Таро Марии Ленорман. «Руководство для гадания и предсказания судьбы»
Если бы за воспитание Гришеньки Волкова взялись не хладнокровные бриты, а, к примеру, швабы, назвали бы его вундеркиндом, очень уж Γрегори с младенчества был одарен. Когда доставили его, безродного берендийского сироту, в туманную островную столицу, ему впору было пешком под стол ходить. Доставили люди непростые, а уж тот, кто за него хлопотал,так и вовсе сложносочиненный. Повезло Гриньке, что этот последний его в сиротском приюте заприметил, да ресурс его рассмотрел. Покровитель, вот кто. Покровитель велел за границами учиться, всю заграничную премудрость на ус наматывать, чтоб после родимой отчизне пользу приносить. А для того сначала определили Григория в бритскую школу для мальчиков. С мальчиками было скучно даже после того как юный мистер Волкав (они именно так его фамилию коверкали, через «а») освоил их язык.

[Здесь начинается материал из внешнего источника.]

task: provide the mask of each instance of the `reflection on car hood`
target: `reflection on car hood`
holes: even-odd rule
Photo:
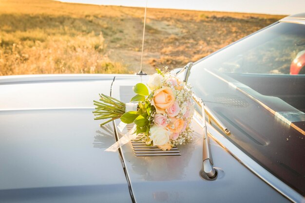
[[[92,113],[114,78],[0,78],[0,202],[131,201],[118,153],[104,152],[113,127]]]

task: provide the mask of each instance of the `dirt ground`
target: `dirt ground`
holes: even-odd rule
[[[2,0],[0,75],[137,72],[144,14],[143,8]],[[144,71],[183,67],[284,17],[148,8]]]

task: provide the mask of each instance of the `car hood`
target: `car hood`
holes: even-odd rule
[[[0,202],[131,201],[118,153],[104,151],[113,126],[92,113],[114,77],[0,78]]]

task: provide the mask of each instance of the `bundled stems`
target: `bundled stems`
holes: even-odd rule
[[[105,94],[99,94],[99,101],[94,101],[95,111],[93,111],[95,116],[95,120],[105,119],[110,118],[107,121],[100,125],[102,126],[110,122],[120,118],[125,112],[125,104],[114,98]]]

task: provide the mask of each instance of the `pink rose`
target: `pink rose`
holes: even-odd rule
[[[182,128],[182,129],[181,129],[181,132],[183,132],[184,130],[185,130],[185,129],[187,129],[187,126],[188,126],[188,123],[187,122],[184,122],[184,125],[183,125],[183,128]]]
[[[174,132],[170,135],[170,138],[171,138],[172,140],[176,140],[177,138],[179,137],[179,133],[177,132]]]
[[[166,80],[167,83],[171,83],[172,85],[174,86],[176,86],[178,85],[178,82],[177,82],[177,80],[175,78],[173,78],[172,77],[169,78]]]
[[[176,101],[174,102],[172,105],[167,109],[167,112],[170,117],[176,116],[180,111],[179,104]]]
[[[183,128],[185,121],[182,118],[176,119],[174,117],[171,118],[172,123],[169,123],[167,127],[172,132],[180,133]]]
[[[166,121],[167,118],[166,116],[164,116],[163,115],[160,113],[157,113],[154,115],[153,118],[153,122],[157,124],[158,126],[160,127],[165,127],[167,125]]]

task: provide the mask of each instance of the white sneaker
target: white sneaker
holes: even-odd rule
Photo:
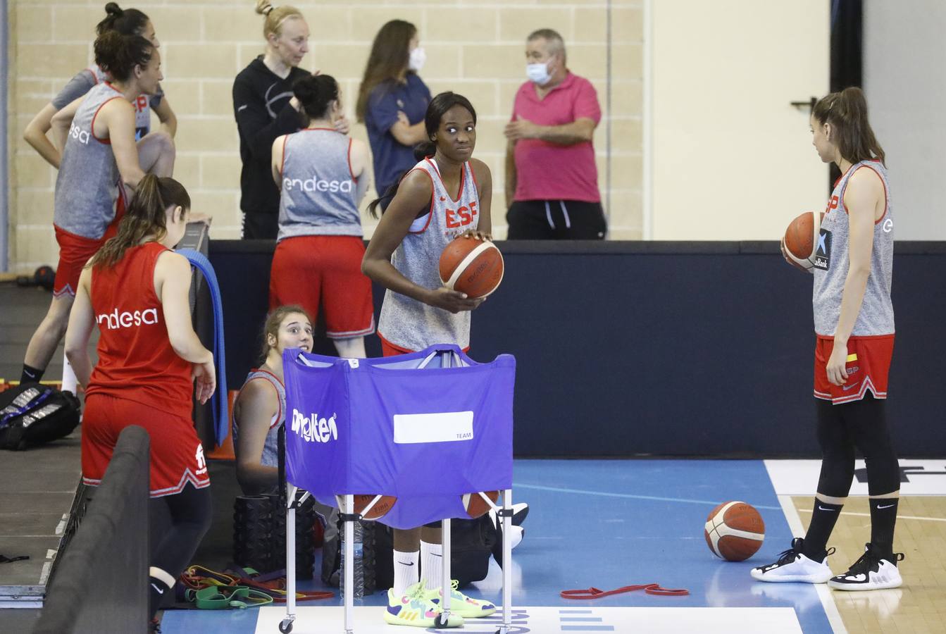
[[[882,557],[868,543],[865,545],[864,555],[854,562],[850,570],[832,577],[828,585],[834,590],[845,590],[900,588],[903,584],[903,578],[900,576],[897,562],[902,560],[902,553],[895,553],[893,561],[890,561]]]
[[[802,555],[802,545],[804,539],[796,537],[792,539],[792,547],[779,555],[779,560],[767,566],[753,568],[752,578],[758,581],[788,582],[797,581],[801,583],[824,583],[831,579],[832,572],[828,567],[828,555],[834,552],[834,549],[826,551],[821,562],[809,559]]]

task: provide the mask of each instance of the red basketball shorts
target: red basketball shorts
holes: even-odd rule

Мальчики тосковали по дому и родителям, дрались, наушничали, с кем–то против кого–то дружили. Он тоже дрался. В стайке полуголодных зверят, даже будущих джентельменов,иначе никак. Ему, самому младшему из них, приходилось поначалу несладко. Дрался лихо, отчаянно, до крови и выбитых зубов,и стоически сносил наказания строгих учителей. Классный наставник мистер Смит отмечал в личном деле Волкова его истинно берендийское безрассудство и звериную ярость. Последнее было скорее комплиментом. Островная империя в своих мужчинах и воинах это качество приветствовала.
Учеба давалась Гришке легко, он буквально глотал книги из школьной библиотеки, перескочил через класс, записался на дополнительные и вовсе необязательные занятия шахматами, освоил игру на скрипке, а также приличные джентльмену греблю, верховую езду и бокс, cдал экстерном программу за два года. Друзей у него не было, хотя дотошный мистер Смит исписал именами в его личном деле несколько страниц, сам Волков этих поименованных недорослей друзьями не считал. Драться он давно перестал, научился заключать временные необременительные союзы, отыскивать у прочих слабину и болезненные точки,использовать их на пользу себе. Класс был уже выпускной, за соседними с тринадцатилетним Γришкой партами сидели не мальчишки, а совсем взрослые джентельмены, познавшие ежедневное бритье и радости попоек,их мучало похмелье, желудочное несварение и мысли о карточных долгах. В этом окружении Волков уяснил простую и общую для всех слабину, каждому человеку требовалось одобрение, и чем сложнее его было получить, тем более желанным оно становилось. И тогда он почувствовал свою безупречность. Григорию Волкову мнение других было безразлично, он никого не любил, никого не уважал и был оттого нечеловечески, волшебно свободен. В тринадцать он был уже истинный брит – внешне холодный, чопорный, закрытый, скупой на выражение эмоций. Его похвала ценилась старшими товарищами на вес золота. Выпускникам позволили обучаться стрельбе, вечерами Григорий пропадал в тире, его планы требовали достичь и в этом искуcстве совершенства.